To gift or not to gift at work? That is the question many employees ask during the holiday season.
In a recent survey from staffing firm Accountemps, the majority of HR managers said it's acceptable for employees and managers to exchange presents in the office.
HR managers said employees should spend an average of $20 on their boss and $24 as a suitable amount for supervisors to spend on staff.
Holiday Gifts to Avoid
The survey also revealed what not to do. Managers reported the most inappropriate gifts they've seen, including:
- "A department head who gave employees a picture in a frame of himself"
- "An employee gave a re-gifted gift that the manager had given the year before"
- "A big order of frozen pork"
- "A lavish gift—something that was very valuable, because of favoritism"
- "A mug with a satirical phrase on it, used to make fun of someone"
- "A wig"
- "A $700 gift card"
- "A dozen roses"
- "Cash was given discriminately in different amounts to different employees"
"As much as people enjoy giving presents, this can be a sensitive issue in the workplace and becomes a personal decision based on individual relationships," says Bill Driscoll, district president for Accountemps.
"More important than the dollar amount, the focus should be on giving something meaningful to the recipient.
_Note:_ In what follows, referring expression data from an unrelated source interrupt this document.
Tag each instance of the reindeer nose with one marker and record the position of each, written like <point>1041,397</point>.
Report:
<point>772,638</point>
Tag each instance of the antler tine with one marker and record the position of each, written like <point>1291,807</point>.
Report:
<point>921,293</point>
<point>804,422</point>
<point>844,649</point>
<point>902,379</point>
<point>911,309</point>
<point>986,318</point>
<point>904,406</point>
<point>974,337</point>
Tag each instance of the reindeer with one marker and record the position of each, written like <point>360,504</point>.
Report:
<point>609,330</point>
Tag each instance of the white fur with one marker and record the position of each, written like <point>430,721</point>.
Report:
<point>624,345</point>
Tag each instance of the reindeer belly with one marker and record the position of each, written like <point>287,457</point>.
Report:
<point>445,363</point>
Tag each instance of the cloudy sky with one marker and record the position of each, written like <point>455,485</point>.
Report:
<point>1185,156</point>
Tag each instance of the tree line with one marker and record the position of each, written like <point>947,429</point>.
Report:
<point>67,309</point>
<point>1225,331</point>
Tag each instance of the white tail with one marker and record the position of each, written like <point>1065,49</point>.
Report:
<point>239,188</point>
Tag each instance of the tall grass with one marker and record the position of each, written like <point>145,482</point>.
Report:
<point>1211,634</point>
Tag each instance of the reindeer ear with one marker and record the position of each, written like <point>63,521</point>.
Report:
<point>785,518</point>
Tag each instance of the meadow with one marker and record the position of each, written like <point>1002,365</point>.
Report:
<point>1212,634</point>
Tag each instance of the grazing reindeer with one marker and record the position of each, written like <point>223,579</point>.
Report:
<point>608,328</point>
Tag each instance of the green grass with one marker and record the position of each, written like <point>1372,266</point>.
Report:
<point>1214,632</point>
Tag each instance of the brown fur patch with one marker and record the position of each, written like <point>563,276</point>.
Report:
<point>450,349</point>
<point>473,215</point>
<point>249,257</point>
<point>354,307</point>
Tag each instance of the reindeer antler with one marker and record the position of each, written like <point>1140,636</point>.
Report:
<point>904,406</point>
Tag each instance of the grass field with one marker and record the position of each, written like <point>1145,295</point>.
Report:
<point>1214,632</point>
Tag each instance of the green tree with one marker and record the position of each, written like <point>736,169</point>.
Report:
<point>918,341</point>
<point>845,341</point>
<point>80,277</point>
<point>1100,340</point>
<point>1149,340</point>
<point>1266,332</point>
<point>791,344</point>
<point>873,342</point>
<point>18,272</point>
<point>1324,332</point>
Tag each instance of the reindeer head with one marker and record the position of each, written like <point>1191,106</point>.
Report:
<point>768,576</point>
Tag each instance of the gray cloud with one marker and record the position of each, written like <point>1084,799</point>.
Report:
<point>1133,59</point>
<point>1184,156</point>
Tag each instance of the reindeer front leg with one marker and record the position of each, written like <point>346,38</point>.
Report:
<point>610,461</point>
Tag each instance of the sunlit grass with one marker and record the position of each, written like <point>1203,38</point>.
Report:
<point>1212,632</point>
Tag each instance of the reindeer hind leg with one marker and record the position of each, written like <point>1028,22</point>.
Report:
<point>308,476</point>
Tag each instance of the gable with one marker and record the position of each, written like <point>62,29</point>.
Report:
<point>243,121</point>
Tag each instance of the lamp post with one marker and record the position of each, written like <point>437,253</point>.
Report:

The best gifts are thoughtful and demonstrate care for others."
Accountemps offers five rules for exchanging holiday gifts in the office:
1. Give unconditionally. Don't gift out of obligation or because there's an expectation of something in return. Similarly, managers should make sure employees know that trading presents, even if there is a group exchange, is optional and not a requirement.
2. Make it personal. Show you are thinking of the recipient by finding something he or she will specifically enjoy, such as a gift card to their favorite coffee shop or a book related to a hobby they pursue.
3. Don't be overly extravagant—or a Scrooge. Spending too much can make the receiver uncomfortable, while spending too little can make the gift seem like an afterthought.
4. Present it nicely. No matter the present, cheerful packaging shows thoughtfulness. Include a personalized holiday card with it.
5. Be thankful. Always express your appreciation. Go the extra step and send a handwritten thank-you note that expresses your appreciation for their help throughout the year.
The Light-of-Day Test
CBIA HR Counsel Mark Soycher urged caution when it comes to gift-giving at work, no matter who's doing the giving—boss or employee.
"A wise rule of thumb to follow is what I call the light-of-day test," he says.
"Before deciding to give a gift—and especially when contemplating a suitable gift if you've decided to go ahead—imagine the item sitting on the recipient's desk with your signed greeting card, for all to see.
"Would it be more likely to prompt expressions of shock, derision, or admiration? Would you feel proud about your respectful and sincere gesture, or would you be embarrassed by your poor judgment or apparent suspicions about your questionable intent? A few moments of forethought can help ensure happy holidays for you and your colleagues."